Significant also is Moses calling the sprinkled blood the “blood of the covenant.” The phrase will not appear again until a new covenant is offered by God, sealed not with the blood of animals, but with His own blood, that of Jesus (Matthew 26:28; Mark 14:24).
The list of laws in chapter 20 is often called the “ten words,” because in Hebrew, the focus is on one word of each command. These provide the basis of the moral code of both the Old and New Testaments, as well as summarize the requirements of every human relationship with God.
God doesn’t undertake to explain why these rules are important to Him. They are His rules. So significant are they that the Lord underscored their seriousness with lightening, trumpet blasts, fire and a voice so awesome that Israel “trembled with fear.”
Why was God so overpowering? To emphasize He’s serious about the rules, or, as Moses put it, “so that the fear of God will be with you to keep you from sinning.”

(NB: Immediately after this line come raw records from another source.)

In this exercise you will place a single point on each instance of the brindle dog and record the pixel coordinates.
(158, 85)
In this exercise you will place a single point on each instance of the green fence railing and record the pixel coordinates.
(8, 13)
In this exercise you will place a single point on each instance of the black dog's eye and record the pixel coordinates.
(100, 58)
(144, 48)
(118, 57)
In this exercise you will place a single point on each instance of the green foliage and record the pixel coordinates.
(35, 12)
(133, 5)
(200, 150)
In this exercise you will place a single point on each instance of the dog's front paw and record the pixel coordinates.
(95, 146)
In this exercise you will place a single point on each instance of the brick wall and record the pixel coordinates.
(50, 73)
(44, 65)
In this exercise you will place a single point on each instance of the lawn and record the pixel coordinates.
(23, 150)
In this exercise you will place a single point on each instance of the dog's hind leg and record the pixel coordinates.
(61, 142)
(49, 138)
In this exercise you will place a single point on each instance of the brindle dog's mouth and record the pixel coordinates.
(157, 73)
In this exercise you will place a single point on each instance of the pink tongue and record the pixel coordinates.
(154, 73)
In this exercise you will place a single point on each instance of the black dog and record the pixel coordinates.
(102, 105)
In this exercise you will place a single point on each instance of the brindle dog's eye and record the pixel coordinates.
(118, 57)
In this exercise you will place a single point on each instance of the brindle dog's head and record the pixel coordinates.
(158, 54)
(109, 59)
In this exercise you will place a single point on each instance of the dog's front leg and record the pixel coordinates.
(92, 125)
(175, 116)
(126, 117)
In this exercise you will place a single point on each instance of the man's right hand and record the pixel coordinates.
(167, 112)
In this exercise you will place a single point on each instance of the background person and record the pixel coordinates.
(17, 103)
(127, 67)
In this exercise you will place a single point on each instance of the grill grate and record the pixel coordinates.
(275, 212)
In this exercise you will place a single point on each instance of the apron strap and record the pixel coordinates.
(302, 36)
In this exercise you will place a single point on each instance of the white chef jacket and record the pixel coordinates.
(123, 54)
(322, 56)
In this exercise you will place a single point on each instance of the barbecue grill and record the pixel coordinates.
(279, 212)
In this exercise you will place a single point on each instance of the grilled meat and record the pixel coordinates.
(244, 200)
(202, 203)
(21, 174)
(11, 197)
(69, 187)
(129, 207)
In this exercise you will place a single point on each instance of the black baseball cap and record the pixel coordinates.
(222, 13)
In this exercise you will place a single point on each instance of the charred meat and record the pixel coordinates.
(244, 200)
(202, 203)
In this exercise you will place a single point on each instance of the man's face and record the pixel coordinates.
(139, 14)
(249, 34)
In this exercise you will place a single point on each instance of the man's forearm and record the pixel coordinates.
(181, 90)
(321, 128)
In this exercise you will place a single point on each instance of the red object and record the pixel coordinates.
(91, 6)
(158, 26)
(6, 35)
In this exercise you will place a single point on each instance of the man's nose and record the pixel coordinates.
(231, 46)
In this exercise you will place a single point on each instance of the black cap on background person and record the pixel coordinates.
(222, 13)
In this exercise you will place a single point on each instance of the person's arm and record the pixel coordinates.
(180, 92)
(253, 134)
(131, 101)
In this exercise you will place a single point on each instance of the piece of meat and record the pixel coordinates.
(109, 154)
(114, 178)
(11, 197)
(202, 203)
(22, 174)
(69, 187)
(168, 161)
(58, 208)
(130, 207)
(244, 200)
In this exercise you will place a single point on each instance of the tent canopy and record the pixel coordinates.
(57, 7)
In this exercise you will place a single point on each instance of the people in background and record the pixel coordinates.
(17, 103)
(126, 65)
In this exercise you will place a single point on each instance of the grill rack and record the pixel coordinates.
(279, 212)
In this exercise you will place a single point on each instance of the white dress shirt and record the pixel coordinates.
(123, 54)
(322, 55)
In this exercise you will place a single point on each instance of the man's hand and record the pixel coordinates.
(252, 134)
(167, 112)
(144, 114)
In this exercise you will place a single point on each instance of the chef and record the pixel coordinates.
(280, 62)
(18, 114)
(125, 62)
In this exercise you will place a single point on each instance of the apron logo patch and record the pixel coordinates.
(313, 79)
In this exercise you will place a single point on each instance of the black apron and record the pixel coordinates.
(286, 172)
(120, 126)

The paragraph following is significant. Wherever Israel went, she was to build an altar for the worship of God. She could use dirt, or rocks, but whatever she used, the content of the materials could not be changed. God made the dirt. Israel could not change that. God made the stones. Israel could not change them. There was nothing she could do to make the elements “better” than God had made them.
Many have tried to change, supplement, re-order or throw out God’s rules. But they are God’s. They will never be better than they already are. We have to remember that.